Célèbre du jour au lendemain
C’est en interprétant ce rôle en 1942 qu’elle devenait célèbre du jour au lendemain. Ce jour-là, un 2 novembre, la très jeune soliste, née à La Havane, qui étudiait au New York City Ballet, remplace au pied levé la ballerine Alicia Markova, malade. Rien de plus étrange que de voir cette Cubaine aux yeux de charbon ardent, au buste gracile et aux cuisses puissantes, tenir le rôle d’une paysanne blonde des bords du Rhin. Consciente de l’enjeu, elle répète vingt-quatre heures d’affilée. « Après la représentation, nous confiait-elle en 2010, je me suis assise dans ma loge sans comprendre ce qui venait de se passer. Un collectionneur célèbre est venu me saluer. Il m’a enlevé mes ballerines et m’a dit : “Elles sont à moi !” Elles étaient couvertes de sang. Mes pieds étaient brûlés ! »

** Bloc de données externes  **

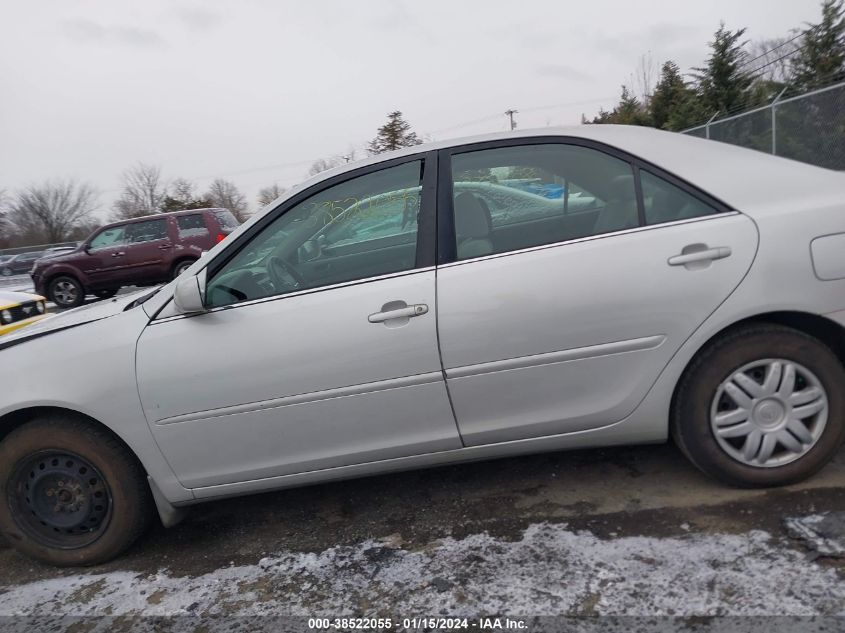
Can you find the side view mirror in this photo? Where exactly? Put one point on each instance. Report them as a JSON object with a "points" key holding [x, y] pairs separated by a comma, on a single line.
{"points": [[189, 294]]}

Sa Giselle a rénové le chef-d’œuvre classique, en imposant un style radicalement neuf, d’une grâce folle, à la fois terrien et physiquement sans détour. Elle dansera ensuite tous les grands rôles du répertoire académique, de la Belle au bois dormant à Carmen, Coppelia et la Fille mal gardée. À 40 ans, elle réalisait encore les trente-deux fouettés du Lac des cygnes. Elle ne se décidera à ranger ses ballerines qu’en 1995, à 74 ans ! Pourtant, rien ne fut simple. A 20 ans, à la suite d’un double décollement de la rétine, elle commence de perdre la vue, ne distingue plus que des ombres, mais dansera malgré tout en s’inventant des repères. Ses partenaires portent des indices colorés et des lumières vertes et rouges sont posées à des points précis du plateau.

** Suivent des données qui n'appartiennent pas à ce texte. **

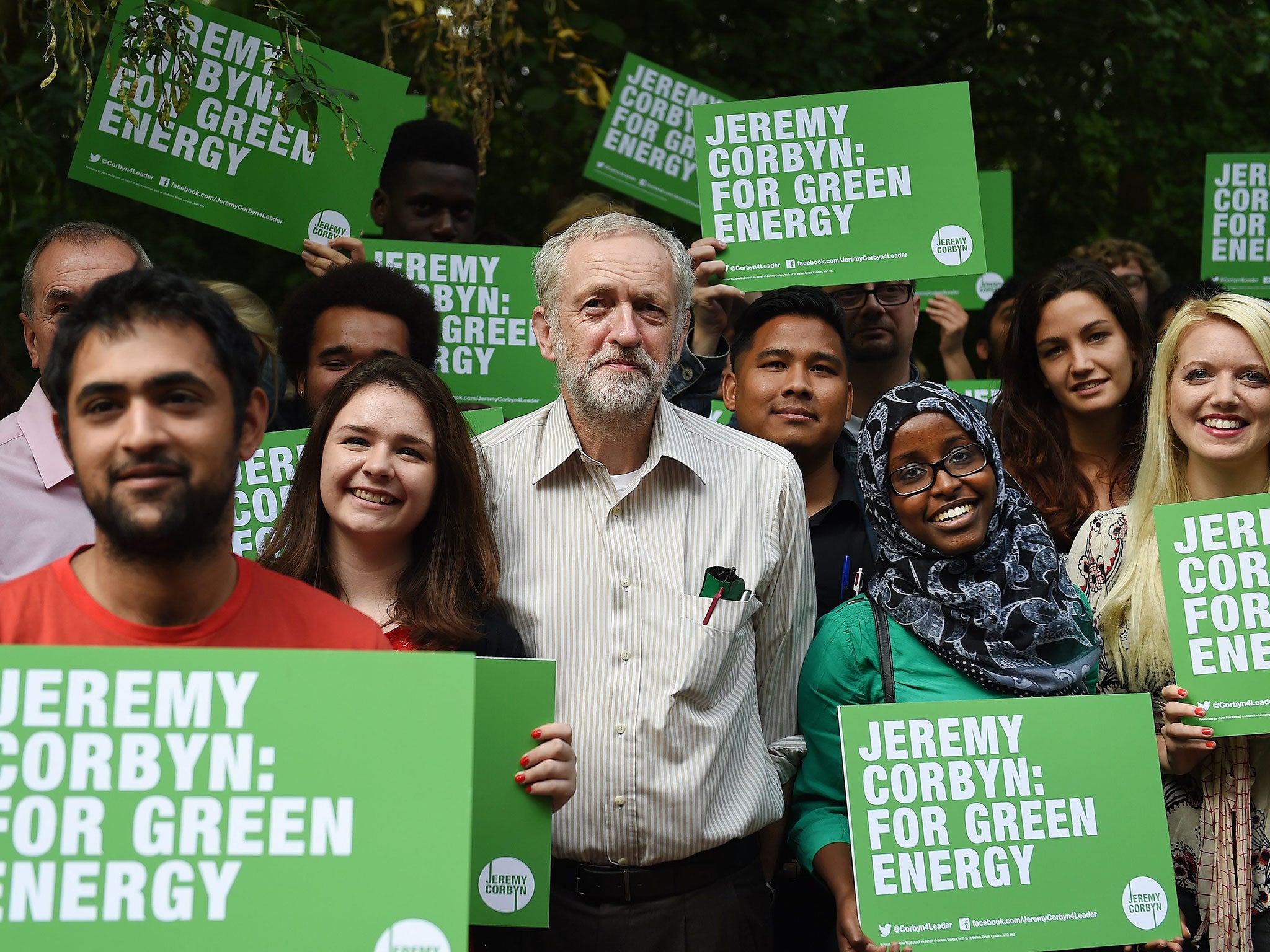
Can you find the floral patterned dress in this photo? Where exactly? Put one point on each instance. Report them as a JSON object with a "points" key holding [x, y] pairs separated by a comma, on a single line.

En 1948, elle fonde, à La Havane, le Ballet Alicia Alonso, l’un des meilleurs ballets au monde, qui allie la haute technicité à la sensualité. Il prendra le nom de Ballet national de Cuba après l’avènement, en 1959, de la révolution menée par Fidel Castro, dont elle sera une fervente partisane. « J’aime la vie et je danse de l’intérieur », nous disait-elle, espiègle, à 90 ans passés.
En 2015, le Grand Théâtre de La Havane a été rebaptisé Théâtre Alicia-Alonso en reconnaissance de l’apport de la danseuse à la culture du pays et pour sa « fidélité à la Révolution ».